Studentenleven
Dampende darmpjes
Ik haal de auto van de handrem, laat haar rollen, laat haar gaan. De wereld was al dagen in nevelen gehuld, voor mij is alles glashelder. Ik zou de stad ontvluchten. Een eind lopen in de mist. Mijn gedachten botsen tegen de beslagen ramen. Dan remlichten, vleugels, veren en een eindeloze nek.
Petra Meijer
woensdag 23 november 2011

Ze klapt met haar vleugels. Hoewel ze vooruitkomt, sleept ze haar lange poten achter zich aan. Was ik moeder natuur, dan had ik er om kunnen janken. Ik spring de auto uit, verwacht dat er ieder moment iemand over haar heenrijdt en het te laat is. Een tweede klap blijft uit.

De reiger haal ik in bij het fietspad. Haar poten maken nog steeds een rare hoek. Ik wil haar tegen me aan drukken, zij wil mij pikken met die scherpe snavel. Meerdere auto’s stoppen. Iemand gooit een dekentje. Als ik haar bedek, wordt ze rustig. De man die haar in eerste instantie aanreed zegt: ‘Het was maar een tik, zo hard reed ik niet.’ Ik had waarschijnlijk hetzelfde gezegd.

Daar zit ik dan, gehurkt op een fietspad rond een hoopje bedekte veren. De voorbij komende fietsers werpen ons nieuwsgierige blikken toe. Een oud vrouwtje stapt af om te kijken. Had ik maar krijt, dan zou ik de gekreukelde vleugels ermee omlijnen.

De meneer zit strak in pak en belt 112. Een echt noodgeval lijkt me dit niet. Hadden we voor een vliegende rat uit de stad hetzelfde gedaan? ‘Dierenambulance’, zegt de man tegen zijn mobieltje.
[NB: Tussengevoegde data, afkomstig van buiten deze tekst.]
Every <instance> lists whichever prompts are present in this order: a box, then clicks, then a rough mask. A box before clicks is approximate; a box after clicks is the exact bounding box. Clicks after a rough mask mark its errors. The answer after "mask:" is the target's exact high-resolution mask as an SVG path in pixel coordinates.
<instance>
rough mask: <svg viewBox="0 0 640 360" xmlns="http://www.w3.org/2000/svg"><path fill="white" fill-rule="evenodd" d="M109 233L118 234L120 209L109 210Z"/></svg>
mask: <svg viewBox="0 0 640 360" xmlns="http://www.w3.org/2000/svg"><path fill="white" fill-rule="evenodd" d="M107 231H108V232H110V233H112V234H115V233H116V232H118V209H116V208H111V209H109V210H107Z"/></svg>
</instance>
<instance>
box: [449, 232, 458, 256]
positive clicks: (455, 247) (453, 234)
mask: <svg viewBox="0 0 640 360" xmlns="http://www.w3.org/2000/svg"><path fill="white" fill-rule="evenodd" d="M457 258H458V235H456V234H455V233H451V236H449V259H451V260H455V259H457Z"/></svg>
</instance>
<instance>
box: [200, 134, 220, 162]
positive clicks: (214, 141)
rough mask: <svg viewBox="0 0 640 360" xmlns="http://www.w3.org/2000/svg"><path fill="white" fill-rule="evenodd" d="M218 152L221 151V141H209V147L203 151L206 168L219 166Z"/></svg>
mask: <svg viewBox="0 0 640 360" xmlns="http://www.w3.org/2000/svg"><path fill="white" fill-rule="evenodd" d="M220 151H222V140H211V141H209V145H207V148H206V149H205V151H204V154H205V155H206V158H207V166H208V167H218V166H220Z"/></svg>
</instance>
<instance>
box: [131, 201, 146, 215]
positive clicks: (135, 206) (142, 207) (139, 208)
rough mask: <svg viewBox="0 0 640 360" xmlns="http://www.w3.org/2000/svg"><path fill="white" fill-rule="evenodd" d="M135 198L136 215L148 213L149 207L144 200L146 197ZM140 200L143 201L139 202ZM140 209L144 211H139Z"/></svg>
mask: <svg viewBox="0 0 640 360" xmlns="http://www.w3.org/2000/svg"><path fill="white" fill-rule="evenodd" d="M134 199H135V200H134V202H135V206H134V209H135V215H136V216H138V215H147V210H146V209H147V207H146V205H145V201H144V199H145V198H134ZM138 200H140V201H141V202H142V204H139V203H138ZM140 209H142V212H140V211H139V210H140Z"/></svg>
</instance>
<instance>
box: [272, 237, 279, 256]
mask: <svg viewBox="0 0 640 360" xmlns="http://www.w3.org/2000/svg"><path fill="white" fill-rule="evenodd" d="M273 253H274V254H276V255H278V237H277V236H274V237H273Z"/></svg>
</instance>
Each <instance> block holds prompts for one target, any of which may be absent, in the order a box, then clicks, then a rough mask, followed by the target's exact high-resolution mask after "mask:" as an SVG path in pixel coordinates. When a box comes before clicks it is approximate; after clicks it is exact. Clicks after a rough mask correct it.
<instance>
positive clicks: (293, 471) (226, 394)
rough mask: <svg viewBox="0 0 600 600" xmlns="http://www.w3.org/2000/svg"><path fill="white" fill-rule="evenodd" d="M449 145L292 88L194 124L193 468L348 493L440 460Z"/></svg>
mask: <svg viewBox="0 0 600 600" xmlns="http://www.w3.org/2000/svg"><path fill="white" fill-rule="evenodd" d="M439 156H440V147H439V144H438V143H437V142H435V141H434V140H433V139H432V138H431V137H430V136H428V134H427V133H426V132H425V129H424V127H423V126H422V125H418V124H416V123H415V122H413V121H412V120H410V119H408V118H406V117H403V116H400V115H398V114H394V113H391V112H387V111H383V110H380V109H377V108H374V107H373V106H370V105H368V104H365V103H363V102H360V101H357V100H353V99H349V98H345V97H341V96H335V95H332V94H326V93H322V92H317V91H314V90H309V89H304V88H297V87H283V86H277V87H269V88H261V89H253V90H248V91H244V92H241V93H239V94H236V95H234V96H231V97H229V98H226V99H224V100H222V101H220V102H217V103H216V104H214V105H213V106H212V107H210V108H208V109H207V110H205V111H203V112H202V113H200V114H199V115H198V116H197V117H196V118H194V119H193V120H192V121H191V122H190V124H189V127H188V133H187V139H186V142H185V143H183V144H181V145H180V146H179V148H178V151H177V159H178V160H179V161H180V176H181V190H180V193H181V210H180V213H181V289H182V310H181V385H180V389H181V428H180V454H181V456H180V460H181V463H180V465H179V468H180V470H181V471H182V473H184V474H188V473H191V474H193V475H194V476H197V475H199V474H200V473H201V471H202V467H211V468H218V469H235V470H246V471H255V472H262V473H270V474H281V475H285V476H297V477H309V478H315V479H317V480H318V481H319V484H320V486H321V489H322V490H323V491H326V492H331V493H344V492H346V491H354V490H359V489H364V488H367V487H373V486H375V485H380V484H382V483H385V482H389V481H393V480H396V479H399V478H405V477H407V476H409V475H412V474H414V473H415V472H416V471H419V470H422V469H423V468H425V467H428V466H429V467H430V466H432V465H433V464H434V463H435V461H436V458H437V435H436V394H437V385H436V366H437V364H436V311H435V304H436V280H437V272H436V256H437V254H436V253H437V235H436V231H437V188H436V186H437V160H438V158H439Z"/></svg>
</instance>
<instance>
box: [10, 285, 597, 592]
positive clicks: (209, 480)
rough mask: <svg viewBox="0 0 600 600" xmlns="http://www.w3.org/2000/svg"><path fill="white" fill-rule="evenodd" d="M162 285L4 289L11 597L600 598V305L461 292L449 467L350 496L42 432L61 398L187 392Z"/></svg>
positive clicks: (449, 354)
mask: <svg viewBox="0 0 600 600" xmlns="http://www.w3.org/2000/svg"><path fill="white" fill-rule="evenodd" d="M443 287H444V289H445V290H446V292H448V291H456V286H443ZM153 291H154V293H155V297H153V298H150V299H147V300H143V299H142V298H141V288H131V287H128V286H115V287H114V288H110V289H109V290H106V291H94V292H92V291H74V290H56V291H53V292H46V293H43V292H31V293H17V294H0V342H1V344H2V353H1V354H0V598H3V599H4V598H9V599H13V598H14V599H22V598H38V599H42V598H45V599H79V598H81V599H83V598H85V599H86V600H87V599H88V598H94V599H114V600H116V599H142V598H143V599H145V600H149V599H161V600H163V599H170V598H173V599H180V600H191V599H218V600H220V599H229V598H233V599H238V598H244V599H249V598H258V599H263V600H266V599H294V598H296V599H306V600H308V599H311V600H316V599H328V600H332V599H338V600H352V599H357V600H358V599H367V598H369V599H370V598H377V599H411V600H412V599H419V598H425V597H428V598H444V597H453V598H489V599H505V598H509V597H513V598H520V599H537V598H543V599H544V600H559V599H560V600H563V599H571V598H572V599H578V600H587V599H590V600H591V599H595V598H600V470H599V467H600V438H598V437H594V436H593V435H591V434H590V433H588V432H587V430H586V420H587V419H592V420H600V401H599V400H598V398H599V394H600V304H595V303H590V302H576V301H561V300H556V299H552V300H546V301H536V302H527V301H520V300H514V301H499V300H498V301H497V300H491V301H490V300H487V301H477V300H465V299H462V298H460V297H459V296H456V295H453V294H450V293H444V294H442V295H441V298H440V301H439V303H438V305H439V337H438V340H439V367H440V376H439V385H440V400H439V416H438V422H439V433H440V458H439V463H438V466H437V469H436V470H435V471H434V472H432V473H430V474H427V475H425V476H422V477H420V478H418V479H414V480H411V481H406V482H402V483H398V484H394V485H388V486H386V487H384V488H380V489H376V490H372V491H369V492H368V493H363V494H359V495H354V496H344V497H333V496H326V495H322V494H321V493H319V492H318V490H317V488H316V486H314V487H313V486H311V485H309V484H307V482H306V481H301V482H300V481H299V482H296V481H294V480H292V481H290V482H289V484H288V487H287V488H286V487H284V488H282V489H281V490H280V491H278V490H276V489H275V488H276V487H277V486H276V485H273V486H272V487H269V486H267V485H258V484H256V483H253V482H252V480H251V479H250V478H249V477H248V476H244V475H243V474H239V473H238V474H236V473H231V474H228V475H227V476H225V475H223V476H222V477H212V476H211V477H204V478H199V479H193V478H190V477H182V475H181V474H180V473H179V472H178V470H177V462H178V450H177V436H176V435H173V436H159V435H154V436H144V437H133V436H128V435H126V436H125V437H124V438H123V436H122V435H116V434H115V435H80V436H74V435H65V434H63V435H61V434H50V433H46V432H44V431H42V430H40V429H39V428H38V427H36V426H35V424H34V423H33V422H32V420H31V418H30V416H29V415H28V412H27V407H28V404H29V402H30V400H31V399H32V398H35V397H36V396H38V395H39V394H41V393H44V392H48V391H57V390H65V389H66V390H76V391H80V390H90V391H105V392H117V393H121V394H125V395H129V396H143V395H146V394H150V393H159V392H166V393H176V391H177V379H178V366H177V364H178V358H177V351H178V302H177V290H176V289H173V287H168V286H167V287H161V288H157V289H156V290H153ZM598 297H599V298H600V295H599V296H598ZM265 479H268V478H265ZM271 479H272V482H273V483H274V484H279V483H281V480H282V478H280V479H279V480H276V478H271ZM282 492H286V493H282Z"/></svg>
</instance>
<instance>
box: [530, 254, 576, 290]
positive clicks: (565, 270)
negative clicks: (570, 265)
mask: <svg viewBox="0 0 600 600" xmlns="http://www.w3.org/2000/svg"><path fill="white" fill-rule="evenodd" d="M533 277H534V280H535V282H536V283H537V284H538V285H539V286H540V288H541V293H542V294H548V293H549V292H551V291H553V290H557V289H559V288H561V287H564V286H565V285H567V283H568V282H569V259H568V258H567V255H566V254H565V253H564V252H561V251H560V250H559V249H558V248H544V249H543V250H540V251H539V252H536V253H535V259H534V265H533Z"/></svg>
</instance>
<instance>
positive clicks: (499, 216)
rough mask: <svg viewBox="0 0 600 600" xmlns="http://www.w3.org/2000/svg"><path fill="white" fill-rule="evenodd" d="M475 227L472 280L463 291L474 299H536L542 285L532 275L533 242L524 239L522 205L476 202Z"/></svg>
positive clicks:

Dan belt hij 114. Doorverbinden is moeilijk, pas na drie andere telefoonnummers komen ze de reiger halen. Het duurt tien minuten. De man moet naar een dinertje. Er wachten vijfentwintig mensen.

In mijn voet verzamelen zich gemene tintelingen. Ik ga verzitten, de reiger haalt naar me uit met haar snavel. Ondankbaar kreng, tot zover de shock. Na tien minuten nog steeds geen dierenambulance. Wel de man van het diner. Hij komt toch nog even kijken.

Vier vermeende busjes later arriveert de gele wagen. Er stapt een man uit. Met kordate passen komt hij dichterbij. Hij geeft iedereen een hand, kijkt dan pas naar het dekentje. De gevaarlijk flexibele snavel zet hij gemakkelijk klem met twee vingers. Met de andere drie zet hij de vleugels vast. Als hij de reiger omdraait verwacht ik een lekkende lever en dampende darmpjes, maar we zien alleen een plakkerig herfstblad. Met één hand tilt hij de reiger op. Hij port met een vinger tussen haar ribben. ‘Een beetje mager, voel maar’. Ik voel en knik, hoewel ieder referentiekader ontbreekt. Ik heb nog nooit eerder een reiger betast.

De man wil dat ik meeloop naar zijn auto. ‘Dan geef ik je een folder over wat we allemaal doen’, zegt hij. Het promotiepraatje komt als een verrassing. De meter vogel bungelt ondertussen als een mistroostige marionet in zijn hand. ‘Vergeet niet op de website te kijken.’ Ik zeg dat ik dat zal doen. Ik ben het niet van plan, maar een echte leugen is het niet.